Glioblastoma (GBM) is a highly aggressive brain tumor characterized by increased proliferation and resistance to chemotherapy and radiotherapy. Recently, the identification of tumor-initiating cells with stem-like properties in diverse human cancers including GBM represents an important conceptual advance in cancer biology with therapeutic implications. However, the factors determining the differential development and radiosensitization of glioma-initiating cells (GICs) remain poorly defined. Here, we report that rapamycin induced differentiation of GICs and increased their sensitivity to radiation by activating autophagy. Transient in vitro exposure to rapamycin and radiation abolished the capacity of transplanted GICs to establish intracerebral GBMs. Most importantly, in vivo combination of rapamycin and radiation effectively blocked the tumor growth and associated mortality that occurs in mice after intracerebral grafting of human GICs. We demonstrate that rapamycin activated their autophagy and triggers the differentiation cascade in GICs isolated from human GBMs. This was followed by a reduction in proliferation, cell viability, clonogenic ability and increased expression of neural differentiation markers after radiation. Our results suggest that autophagy plays an essential role in the regulation of self-renewal, differentiation, tumorigenic potential and radiosensitization of GICs, suggesting autophagy could be a promising therapeutic target in a subset of GBMs. We propose that autophagy defect in GICs contributes to radioresistance of GICs by desensitizing GICs to normal differentiation cues. Activating autophagy may abrogate the resistance of GICs to radiation and could lead to the development of novel therapeutic approaches for the treatment of GBMs.

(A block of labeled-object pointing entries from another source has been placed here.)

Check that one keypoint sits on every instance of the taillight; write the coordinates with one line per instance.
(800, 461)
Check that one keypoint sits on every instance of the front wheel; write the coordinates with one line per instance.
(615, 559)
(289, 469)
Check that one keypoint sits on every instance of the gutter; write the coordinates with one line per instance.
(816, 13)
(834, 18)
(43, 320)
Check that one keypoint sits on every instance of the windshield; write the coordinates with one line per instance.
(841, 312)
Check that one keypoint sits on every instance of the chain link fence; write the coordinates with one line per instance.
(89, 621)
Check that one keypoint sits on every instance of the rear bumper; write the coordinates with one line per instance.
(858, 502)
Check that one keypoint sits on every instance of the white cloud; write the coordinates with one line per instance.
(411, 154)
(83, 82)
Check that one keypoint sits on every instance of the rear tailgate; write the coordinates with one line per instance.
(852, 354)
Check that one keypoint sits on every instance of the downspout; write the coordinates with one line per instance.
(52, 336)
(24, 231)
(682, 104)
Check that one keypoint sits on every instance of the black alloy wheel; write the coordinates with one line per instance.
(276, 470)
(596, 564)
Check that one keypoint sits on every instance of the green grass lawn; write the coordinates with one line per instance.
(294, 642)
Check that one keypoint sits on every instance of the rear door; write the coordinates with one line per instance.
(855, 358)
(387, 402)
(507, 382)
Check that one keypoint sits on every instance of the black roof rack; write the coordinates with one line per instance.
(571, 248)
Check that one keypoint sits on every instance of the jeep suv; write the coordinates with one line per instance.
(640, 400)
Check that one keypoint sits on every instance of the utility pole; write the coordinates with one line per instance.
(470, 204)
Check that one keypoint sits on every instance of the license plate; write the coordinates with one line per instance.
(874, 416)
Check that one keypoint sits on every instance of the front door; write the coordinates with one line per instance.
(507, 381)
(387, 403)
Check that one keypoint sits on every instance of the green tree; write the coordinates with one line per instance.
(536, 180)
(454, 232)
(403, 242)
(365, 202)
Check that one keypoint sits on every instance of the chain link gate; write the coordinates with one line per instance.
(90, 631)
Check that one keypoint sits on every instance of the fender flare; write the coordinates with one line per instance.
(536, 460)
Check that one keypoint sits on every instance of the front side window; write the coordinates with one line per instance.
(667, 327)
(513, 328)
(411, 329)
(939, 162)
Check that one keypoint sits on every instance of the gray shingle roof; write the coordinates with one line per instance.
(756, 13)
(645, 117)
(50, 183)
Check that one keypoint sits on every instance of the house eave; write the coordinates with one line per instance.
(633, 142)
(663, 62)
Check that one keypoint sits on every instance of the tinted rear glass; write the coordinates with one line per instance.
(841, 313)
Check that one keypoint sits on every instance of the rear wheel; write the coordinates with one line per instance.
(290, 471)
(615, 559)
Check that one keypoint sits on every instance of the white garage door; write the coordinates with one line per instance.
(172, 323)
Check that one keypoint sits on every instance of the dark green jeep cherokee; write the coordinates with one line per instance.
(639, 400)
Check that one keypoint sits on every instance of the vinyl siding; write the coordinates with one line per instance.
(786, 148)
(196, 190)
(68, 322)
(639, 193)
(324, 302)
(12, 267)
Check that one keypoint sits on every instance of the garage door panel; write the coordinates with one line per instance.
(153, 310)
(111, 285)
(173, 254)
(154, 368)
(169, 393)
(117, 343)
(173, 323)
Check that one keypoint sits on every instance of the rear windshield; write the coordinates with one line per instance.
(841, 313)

Knockdown of the DNA-dependent protein kinase catalytic subunit radiosensitizes glioma-initiating cells by inducing autophagy.

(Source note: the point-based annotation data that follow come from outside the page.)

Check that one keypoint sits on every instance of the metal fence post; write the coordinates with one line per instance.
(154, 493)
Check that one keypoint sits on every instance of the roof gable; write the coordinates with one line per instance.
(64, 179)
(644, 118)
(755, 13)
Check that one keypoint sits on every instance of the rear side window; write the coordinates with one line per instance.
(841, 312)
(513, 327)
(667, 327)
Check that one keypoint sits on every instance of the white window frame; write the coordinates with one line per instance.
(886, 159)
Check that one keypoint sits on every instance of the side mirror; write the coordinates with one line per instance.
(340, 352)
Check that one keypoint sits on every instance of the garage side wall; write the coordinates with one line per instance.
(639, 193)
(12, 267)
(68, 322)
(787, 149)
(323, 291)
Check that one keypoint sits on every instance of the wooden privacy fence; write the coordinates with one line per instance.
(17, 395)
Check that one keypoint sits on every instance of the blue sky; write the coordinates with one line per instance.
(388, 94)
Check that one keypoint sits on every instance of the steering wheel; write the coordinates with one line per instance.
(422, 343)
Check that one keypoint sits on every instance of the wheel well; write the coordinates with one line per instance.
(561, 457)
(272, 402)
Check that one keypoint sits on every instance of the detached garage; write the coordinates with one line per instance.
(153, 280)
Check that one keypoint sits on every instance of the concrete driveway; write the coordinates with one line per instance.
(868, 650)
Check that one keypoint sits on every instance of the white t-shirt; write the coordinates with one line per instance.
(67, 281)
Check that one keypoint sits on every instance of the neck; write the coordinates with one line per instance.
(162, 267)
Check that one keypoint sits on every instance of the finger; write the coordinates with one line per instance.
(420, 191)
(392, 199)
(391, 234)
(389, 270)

Glioblastoma (GBM) is a highly aggressive brain tumor characterized by increased proliferation and resistance to chemotherapy and radiotherapy. A growing body of evidence suggests that only a small subpopulation of malignant glioma cells, called glioma stem cells or glioma-initiating cells (GICs), have true tumorigenic potential and confer glioma radioresistance. DNA-dependent protein kinase catalytic subunit (DNA-PKcs) plays a major role in the repair of DNA double-strand breaks induced by ionizing radiation (IR). Suppression of one of these components of the DNA-PK complex can inhibit the DNA double-strand break repair and radiosensitize the cells. In general, the cell death induced by IR is considered to be apoptotic. Recently, autophagy, an alternative form of programmed cell death, has been shown to contribute significantly to anti-neoplastic effects of radiation therapy. Autophagy is independent of phagocytes and differs from apoptosis by the presence of autophagosomes, autolysosomes, and an intact nucleus in the cell. Little is known, however, regarding the relationship between DNA-PKcs and IR-induced autophagy in GICs. In the present study, we constructed plasmids encoding short hairpin RNA (shRNA) targeting DNA-PKcs, which were then transfected into GICs. Then, we used GICs and DNA-PKcs-RNAi transfected cells to investigate the role of DNA-PKcs in IR-induced apoptotic and autophagic cell death. IR induced massive autophagic cell death in DNA-PKcs-RNAi transfected cells, but only occasional apoptotic cells were detected among GICs. Specific inhibition of DNA-PKcs in GICs induced autophagy and radiosensitized the cells. Our results suggest that such radiation-induced autophagy may enhance the effect of glioma therapies.